Allah ile birlikte başka ilâh edinme; sonra kınanmış ve (Allah'ın rahmetinden)
uzaklaştırılmış olarak cehenneme atılırsın.
(40) (Ey müşrikler!) Rabbiniz, erkek çocukları sizin için
ayırdı da, kendisi meleklerden kız çocuklar mı edindi! Gerçekten siz, (vebali)
çok büyük bir söz söylüyorsunuz.
(41) Biz, onların akıllarını başlarına toplamaları için bu
Kur'an'da (çeşitli ikaz ve ihtarları) türlü şekillerde tekrar ettik. Fakat bu,
onlara, daha da kaçıp uzaklaşmaktan başka bir şey sağlamıyor.
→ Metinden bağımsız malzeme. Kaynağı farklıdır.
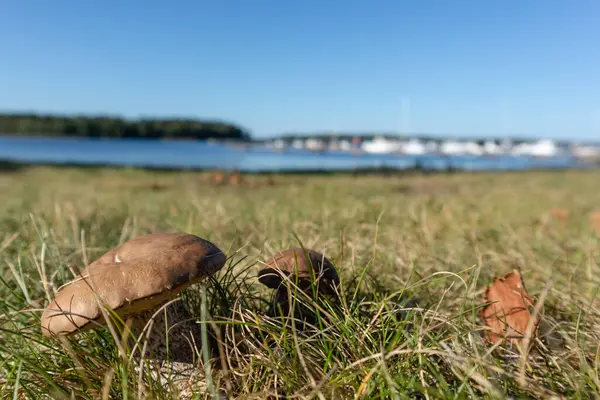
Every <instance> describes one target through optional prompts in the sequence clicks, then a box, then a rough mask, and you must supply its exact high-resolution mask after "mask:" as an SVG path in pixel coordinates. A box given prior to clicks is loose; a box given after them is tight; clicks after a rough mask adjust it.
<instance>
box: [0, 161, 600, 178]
mask: <svg viewBox="0 0 600 400" xmlns="http://www.w3.org/2000/svg"><path fill="white" fill-rule="evenodd" d="M35 167H47V168H81V169H112V170H124V169H130V170H131V169H132V170H140V171H156V172H173V173H177V172H199V173H200V172H218V171H221V172H223V171H224V172H233V171H236V169H235V168H225V169H224V168H202V167H169V166H153V165H127V164H126V163H124V164H110V163H77V162H56V163H51V162H39V163H38V162H25V161H15V160H7V159H0V173H2V172H14V171H19V170H23V169H27V168H35ZM594 169H598V167H597V166H593V165H588V166H585V167H583V166H582V167H575V166H573V167H560V168H557V167H554V168H553V167H532V168H527V169H523V170H520V169H510V168H506V169H501V168H496V169H482V170H470V169H468V168H457V167H451V168H444V169H439V168H426V167H423V166H419V167H412V168H393V167H365V168H354V169H347V168H346V169H344V168H341V169H336V168H331V169H301V168H299V169H293V168H282V169H256V170H250V171H247V170H243V169H240V170H239V172H241V173H244V174H250V175H269V174H278V175H339V174H347V175H369V174H374V175H406V174H427V175H429V174H453V173H466V174H476V173H509V172H510V173H522V172H530V171H531V172H532V171H554V172H560V171H569V170H594Z"/></svg>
(42) De ki: Eğer söyledikleri gibi Allah ile birlikte başka
ilâhlar da bulunsaydı, o takdirde bu ilâhlar, Arş'ın sahibi olan Allah'a ulaşmak
için çareler arayacaklardı.
(43) Allah, onların söyledikleri şeylerden münezzehtir; son
derece yücedir ve uludur.
(44) Yedi gök, yer ve bunlarda bulunan herkes O'nu tesbih
eder. O'nu övgü ile tesbih etmeyen hiçbir şey yoktur. Ne var ki siz, onların
tesbihini anlamazsınız. O, halîmdir, bağışlayıcıdır.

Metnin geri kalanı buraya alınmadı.